Uncovertebral joint. (a) Normal uncovertebral joint. The joint (arrow) is formed by uncinate processes above and below. (b) Uncovertebral arthrosis. Degenerative changes involving uncovertebral joints lead to uncovertebral arthrosis (arrow). (c) Hypertrophic uncovertebral arthrosis. Hypertrophic degenerative changes in the uncovertebral joint may result in foramen transversarium narrowing (arrow) and even vertebral artery compromise

Diffuse idiopathic skeletal hyperostosis (DISH) of the spine or Forestier disease

The condition is characterised by continuous ossification of ligaments and enthuses of the spine. The coarse and thick bony spinal bridges form along the anterior longitudinal ligament in a more horizontal orientation and mainly on the right side [73]. The commonly accepted Resnick and Niwayama classification criteria for the spine require flowing osteophytes over four vertebral bodies and in addition the preservation of the intervertebral disc space [74]. Ankylosis of the spine in patients with DISH increases the risk of spinal fracture four-fold; fractures may occur even after relatively low-energy trauma and often display highly unstable fracture configurations [75].

DTI/tractography and the degenerative spine

Diffusion tensor imaging with fibre tracking has found clinical applications in the evaluation of the compressed spinal cord and nerve roots and visualisation of abnormal nerve tracts [76, 77].

Senescence of the spine

Senescence of the spine is a normal part of ageing [78]. It resembles changes in other ageing collagenous tissues and is unassociated with pain [11]. With age the intervertebral discs become drier, more fibrous and stiffer secondary to decreased water-binding power, which makes them less able to recover from deformation. Nevertheless, the boundary between physiological disc ageing and early degenerative changes is not always clear since in most cases ageing and degenerative changes do not substantially differ on imaging. The imaging findings that are not associated with senescence and should be considered as degenerative include annular fissures, disc herniations, end plate changes, degenerative bone marrow changes, instability/spondylolisthesis and spinal canal stenosis.

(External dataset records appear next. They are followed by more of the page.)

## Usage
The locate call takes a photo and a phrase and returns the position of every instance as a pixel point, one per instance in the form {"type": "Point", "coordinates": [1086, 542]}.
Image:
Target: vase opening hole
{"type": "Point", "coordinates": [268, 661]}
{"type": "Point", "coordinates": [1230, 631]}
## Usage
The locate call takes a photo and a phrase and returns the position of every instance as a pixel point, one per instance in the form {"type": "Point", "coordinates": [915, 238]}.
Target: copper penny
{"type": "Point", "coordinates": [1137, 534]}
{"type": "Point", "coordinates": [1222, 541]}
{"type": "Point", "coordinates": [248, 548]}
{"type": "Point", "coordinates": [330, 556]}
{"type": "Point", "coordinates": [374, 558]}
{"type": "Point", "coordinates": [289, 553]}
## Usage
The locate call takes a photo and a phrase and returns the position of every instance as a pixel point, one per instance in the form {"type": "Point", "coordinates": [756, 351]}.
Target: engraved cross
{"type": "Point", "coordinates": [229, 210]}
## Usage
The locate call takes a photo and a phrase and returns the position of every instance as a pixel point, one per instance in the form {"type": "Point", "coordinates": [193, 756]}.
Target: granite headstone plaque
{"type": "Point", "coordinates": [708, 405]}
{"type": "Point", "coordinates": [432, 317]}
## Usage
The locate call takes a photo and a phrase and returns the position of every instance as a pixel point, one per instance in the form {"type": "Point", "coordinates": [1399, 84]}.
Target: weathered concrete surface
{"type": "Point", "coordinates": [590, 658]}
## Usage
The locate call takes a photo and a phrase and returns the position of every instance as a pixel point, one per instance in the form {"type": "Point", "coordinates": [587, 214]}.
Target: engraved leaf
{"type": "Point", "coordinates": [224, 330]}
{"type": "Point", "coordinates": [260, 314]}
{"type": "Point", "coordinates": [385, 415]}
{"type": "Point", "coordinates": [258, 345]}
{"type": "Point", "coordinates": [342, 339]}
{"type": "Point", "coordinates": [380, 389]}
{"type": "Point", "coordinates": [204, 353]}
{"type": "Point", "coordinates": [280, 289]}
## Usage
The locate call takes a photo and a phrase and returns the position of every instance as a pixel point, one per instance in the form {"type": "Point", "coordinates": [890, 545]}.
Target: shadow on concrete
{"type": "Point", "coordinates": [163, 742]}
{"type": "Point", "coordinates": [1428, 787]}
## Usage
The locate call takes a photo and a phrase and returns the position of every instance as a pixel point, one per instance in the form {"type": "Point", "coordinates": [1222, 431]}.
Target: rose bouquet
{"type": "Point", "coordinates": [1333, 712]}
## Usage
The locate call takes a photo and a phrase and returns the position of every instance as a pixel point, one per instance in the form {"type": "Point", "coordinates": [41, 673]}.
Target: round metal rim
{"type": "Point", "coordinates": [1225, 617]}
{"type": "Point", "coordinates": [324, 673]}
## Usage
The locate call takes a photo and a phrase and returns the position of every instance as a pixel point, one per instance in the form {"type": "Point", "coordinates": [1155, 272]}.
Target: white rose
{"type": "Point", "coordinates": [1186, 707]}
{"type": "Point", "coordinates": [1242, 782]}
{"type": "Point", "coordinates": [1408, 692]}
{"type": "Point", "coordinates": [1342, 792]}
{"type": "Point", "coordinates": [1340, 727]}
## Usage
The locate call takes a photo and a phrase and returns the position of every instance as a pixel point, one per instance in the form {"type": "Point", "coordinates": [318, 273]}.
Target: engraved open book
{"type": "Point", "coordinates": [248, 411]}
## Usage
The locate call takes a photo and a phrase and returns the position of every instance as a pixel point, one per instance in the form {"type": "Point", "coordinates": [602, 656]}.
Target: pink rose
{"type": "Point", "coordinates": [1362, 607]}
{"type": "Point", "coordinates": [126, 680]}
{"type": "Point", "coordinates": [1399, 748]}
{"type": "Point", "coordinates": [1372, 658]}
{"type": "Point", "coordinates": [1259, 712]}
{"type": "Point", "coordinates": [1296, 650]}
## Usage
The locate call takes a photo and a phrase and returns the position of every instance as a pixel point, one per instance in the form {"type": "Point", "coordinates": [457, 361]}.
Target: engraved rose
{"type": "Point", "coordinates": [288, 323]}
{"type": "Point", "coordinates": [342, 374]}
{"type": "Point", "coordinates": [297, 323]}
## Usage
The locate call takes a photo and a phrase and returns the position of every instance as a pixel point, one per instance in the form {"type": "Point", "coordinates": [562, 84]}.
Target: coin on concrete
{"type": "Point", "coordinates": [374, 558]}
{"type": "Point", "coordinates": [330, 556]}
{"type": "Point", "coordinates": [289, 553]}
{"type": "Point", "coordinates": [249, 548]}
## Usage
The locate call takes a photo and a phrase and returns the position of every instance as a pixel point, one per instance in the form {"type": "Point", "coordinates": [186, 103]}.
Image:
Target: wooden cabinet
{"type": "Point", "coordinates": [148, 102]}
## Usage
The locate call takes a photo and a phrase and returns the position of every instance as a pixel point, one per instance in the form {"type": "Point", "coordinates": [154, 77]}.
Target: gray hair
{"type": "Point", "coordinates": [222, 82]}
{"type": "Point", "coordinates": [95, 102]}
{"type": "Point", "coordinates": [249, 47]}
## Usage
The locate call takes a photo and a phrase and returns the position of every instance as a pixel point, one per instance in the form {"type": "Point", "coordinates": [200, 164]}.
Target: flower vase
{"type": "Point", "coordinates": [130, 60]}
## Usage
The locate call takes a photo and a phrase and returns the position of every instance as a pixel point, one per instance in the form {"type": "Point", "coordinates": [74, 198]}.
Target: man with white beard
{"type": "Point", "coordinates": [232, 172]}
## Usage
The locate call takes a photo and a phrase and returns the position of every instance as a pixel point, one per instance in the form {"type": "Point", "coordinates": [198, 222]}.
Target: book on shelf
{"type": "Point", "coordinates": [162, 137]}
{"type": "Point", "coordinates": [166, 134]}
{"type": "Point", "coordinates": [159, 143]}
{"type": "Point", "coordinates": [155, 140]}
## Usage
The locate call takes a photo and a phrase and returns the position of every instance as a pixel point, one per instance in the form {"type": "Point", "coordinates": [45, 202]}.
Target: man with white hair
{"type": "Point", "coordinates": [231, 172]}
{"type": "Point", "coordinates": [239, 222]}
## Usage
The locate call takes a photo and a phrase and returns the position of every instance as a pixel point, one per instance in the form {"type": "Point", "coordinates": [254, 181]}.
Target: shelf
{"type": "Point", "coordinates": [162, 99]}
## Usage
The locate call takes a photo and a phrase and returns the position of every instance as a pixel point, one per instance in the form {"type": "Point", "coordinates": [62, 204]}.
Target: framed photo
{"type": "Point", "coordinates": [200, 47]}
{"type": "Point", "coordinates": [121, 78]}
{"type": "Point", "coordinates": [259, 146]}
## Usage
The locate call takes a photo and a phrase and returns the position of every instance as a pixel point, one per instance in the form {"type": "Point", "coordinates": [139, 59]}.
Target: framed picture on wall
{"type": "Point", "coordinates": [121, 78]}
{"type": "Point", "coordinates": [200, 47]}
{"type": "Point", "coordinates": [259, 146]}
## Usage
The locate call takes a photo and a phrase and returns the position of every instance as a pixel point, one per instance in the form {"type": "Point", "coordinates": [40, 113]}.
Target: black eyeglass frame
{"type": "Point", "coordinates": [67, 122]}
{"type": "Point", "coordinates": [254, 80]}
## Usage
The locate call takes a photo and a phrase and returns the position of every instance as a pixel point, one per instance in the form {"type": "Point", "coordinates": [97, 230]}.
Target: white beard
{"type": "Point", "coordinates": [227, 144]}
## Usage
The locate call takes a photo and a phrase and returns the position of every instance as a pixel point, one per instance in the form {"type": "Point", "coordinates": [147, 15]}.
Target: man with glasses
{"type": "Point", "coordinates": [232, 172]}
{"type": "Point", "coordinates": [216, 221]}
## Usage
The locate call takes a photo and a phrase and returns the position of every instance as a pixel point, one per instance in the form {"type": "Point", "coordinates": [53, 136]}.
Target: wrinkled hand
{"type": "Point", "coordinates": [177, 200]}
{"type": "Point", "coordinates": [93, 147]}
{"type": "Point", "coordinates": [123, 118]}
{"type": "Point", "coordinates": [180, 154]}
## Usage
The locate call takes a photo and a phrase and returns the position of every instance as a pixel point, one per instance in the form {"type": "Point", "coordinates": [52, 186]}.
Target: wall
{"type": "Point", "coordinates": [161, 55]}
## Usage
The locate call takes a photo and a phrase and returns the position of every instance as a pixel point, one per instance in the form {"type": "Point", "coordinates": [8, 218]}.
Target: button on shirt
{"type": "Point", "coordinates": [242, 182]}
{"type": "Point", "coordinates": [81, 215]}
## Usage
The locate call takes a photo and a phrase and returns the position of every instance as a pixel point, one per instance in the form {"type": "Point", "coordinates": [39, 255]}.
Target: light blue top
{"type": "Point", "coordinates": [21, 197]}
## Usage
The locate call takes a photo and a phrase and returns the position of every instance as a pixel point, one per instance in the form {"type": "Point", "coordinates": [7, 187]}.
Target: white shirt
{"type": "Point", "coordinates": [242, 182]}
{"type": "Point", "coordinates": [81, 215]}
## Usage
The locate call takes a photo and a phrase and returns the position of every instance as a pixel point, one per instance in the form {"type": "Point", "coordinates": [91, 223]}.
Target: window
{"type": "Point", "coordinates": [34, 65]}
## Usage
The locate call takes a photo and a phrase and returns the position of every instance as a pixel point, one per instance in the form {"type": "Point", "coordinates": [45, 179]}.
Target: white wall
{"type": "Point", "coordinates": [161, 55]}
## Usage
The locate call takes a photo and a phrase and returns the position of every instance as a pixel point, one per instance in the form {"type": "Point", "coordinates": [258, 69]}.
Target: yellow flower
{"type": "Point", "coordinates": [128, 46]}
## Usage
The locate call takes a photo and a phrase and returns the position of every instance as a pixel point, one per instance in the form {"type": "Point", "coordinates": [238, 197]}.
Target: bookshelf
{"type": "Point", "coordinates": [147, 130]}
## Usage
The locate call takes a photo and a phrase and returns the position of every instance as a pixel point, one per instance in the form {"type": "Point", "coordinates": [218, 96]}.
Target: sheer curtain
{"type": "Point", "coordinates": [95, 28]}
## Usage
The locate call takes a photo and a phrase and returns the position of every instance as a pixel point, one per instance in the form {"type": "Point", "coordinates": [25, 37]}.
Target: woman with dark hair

Metabolic causes of degenerative changes

Mucopolysaccharidoses (Hunter syndrome, Sanfilippo syndrome, Morquio syndrome), diabetes mellitus and ochronosis are considered specific causes of degenerative changes [79, 80]. Mucoplysaccharidoses have a direct impact on cartilage and bone development resulting in advance degenerative changes in the spine (Fig. 32). The intervertebral discs of patients with diabetes mellitus have decreased hexosamine content, deficiencies in proteoglycan synthesis and reduced concentrations of keratosulphate, which is a critical component of proteoglycans [3]. Ochronosis produces deposits of a black pigment derived from homogentisic acid, which ostensibly impedes the normal metabolism of the disc matrix [3].

Fig. 32
figure 32

Secondary degenerative changes of the spine. Sagittal T2-WI of a 17-year old male with Hunter syndrome. Multilevel nulceous pulposus degeneration, advanced end plate changes and focal disc displacements are present. The L2 vertebral body shows anterior breaking, resulting in mild kyphosis

Clinical aspects of degenerative spine disease and reporting

The role of imaging is to provide accurate morphological information and influence therapeutic decision-making [39]. The presence of degenerative change is not itself an indicator of symptoms. In the majority of cases, when patients with degenerative spine diseases are referred for imaging, clinicians are looking for answers to two simple questions: what is the cause of the patient’s pain or neurological symptoms, and what treatment option should be primarily considered in this particular situation? Therefore, these imaging findings must be interpreted in the context of the patient’s clinical condition. In the majority of cases, even in advanced cases of degenerative spine disease with multilevel involvement, it is possible to identify one leading cause of the patient’s problem or to provide a list of potential choices or culprits so that the referring physician can select the right answer based on the presentation, clinical symptoms and physical examination of the patient.